Hello! I'm new to the boards here and I was hoping perhaps some of you might be able to impart some knowledge. Apologies for this long winded post.
I was interested in bringing in some chickens on my property, but I am having a lot of difficulty finding information regarding heavily wooded land.
You see, I have just moved out of the city(thank goodness) and onto a 50 acre piece of land that is HEAVILY wooded. I have a pavilion about 20 yards away from the house with a dirt floor and no walls that I wanted to convert to a chicken coop(used to be a roof for a big old tractor or something). Its approximatly 12' by 12' with 10' roof.

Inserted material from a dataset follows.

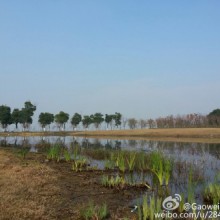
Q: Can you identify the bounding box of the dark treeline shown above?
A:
[0,101,220,131]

With that said my major questions are
1) How well can I expect my chickens to do in this wooded acreage? - this is the question I'm most interested in exploring.
2) I'm considering Dark Cornish as the breed of choice, how many of these can I expect to support in the previously mentioned coop(or to-be coop) or are there other breeds that may be better served in my enviroment?(the property is in northern West Virginia so climate is variable)
3) Any advice concerning the layout, flooring, etc for the coop? My current plan is plywood all walls but the south facing one where i will use wire to enclose it. Inside i will use the north wall for boxes and east and west walls i will likely build shelves as "walks" probably 2-3' apart going up to accomadate a few extra chickens with roost poles running between.

Thanks a ton in advance to anyone sharing their knowledge and expertise


----------



## kimberley (Sep 8, 2012)

make sure you are safe from raccoons and other predators. my birds love to dig thru leaves and brush etc. if its really heavily wooded you may want a few guineas. good for keeping ticks etc down and good watch birds as far as alarming. I like austrolorps (sic) but to each his own. I really like them all.


----------



## BackwoodsFarmer (Jan 17, 2013)

I think I'll be covered on the predators, I've got 2 dogs that like to make a scene when the slightest noise is heard.
Do you think that size coop I outlined could support 30 or so birds?


----------



## Mamachickof14 (Aug 28, 2012)

I live in New York ... not me but a chicken keeper neighbor has a large fenced in area threw the woods and hasn't had any problems...they love digging threw the leaves and soft dirt. At night he does lock them in a predator proof coop. He must have 30 or more all different kind...just awesome!! Someday...me too! We'd love to see pics when your done! Welcome to this site! Jen


----------



## BackwoodsFarmer (Jan 17, 2013)

Mamachickof14 said:


> I live in New York ... not me but a chicken keeper neighbor has a large fenced in area threw the woods and hasn't had any problems...they love digging threw the leaves and soft dirt. At night he does lock them in a predator proof coop. He must have 30 or more all different kind...just awesome!! Someday...me too! We'd love to see pics when your done! Welcome to this site! Jen


Thanks for the warm welcome I'll definatly update everyone with pics when the pieces fall together. I too hope to make the coop predator proof, the only thing stumping me on that is discouraging digging, as I mentioned its a dirt floor so I may have to pour a little concrete apron around the walls on the outside to deter those diggers(not the most cost effective, but should work). Anyone else deal with any similar issues?


----------